Samsung's Exynos 4 Quad Processor Coming To Next Galaxy S Smartphone

The ultramobile landscape just gets more and more interesting by the week. Samsung's next-generation Galaxy smartphone is widely expected to launch next week, but what's a new smartphone without a new CPU? Not much, as it turns out. The famed Galaxy S II will likely see an upgrade, with the Galaxy S III taking the flagship crown. But what'll be inside of it? This new chip. It's a new Exynos 4 Quad processor, clocked at 1.4GHz per core and designed on 32nm HKMG process technology. It's based on the ARM Cortex-A9 quad-core processor, which promises twice the power at a 20% lower power bill compared to its predecessor, the 45nm process-based Exynos 4 Dual. That's a major, major leap forward. Here's a bit more gloating straight from Samsung:

"To improve power efficiency, Samsung adopted hot-plug functionality to support on-off switching for each core as well as the per-core dynamic voltage and frequency scaling (DVFS), which offers a dramatic reduction in power consumption by adapting different levels of voltage and frequency when changing workloads.

Having identical form factor measurements (12mm X 12mm X 1.37 mm), the Exynos 4 Quad is pin-to-pin compatible with the 32nm process based Exynos 4 Dual, allowing mobile device designers to immediately adopt the new solution without additional cost, engineering or design efforts.

In addition, the new processor incorporates a full HD 30 frame per second video hardware codec engine for high resolution 1080p video recording and play-back, an embedded image signal processor interface for high-quality camera functionality and an HDMI 1.4 interface for sharp and crisp multimedia content transmission.
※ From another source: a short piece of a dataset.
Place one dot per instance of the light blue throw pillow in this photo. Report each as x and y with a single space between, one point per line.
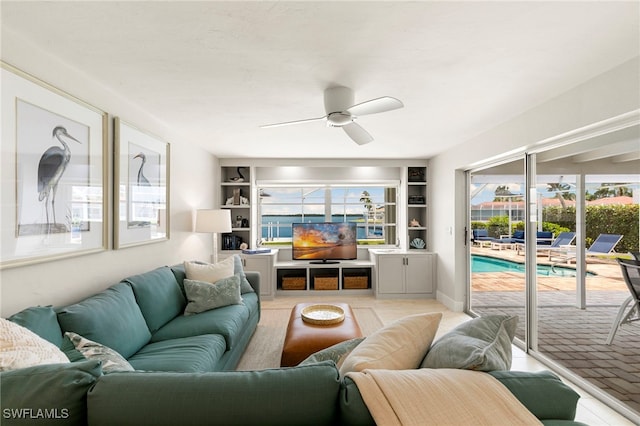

Samsung developed a power management IC (PMIC), the S5M8767, as a companion chip to power the Exynos 4 Quad processor. By integrating various circuitry such as nine highly efficient and programmable buck converters and 28 low-dropout regulators (LDOs) into the small package of 5.0 mm x 5.0mm x 0.4mm, the S5M8767 is designed to scale up or down the dynamic voltage depending on the clock speed in 6.25mV step for managing power delivery and maximizing battery life at the system level."
The real kicker is that Samsung has confirmed that the chip will be at the heart of the next-gen Galaxy phone, and better still, it's sampling to other major handset makers, so it won't be exclusive to the GSIII. Not bad, Sammy!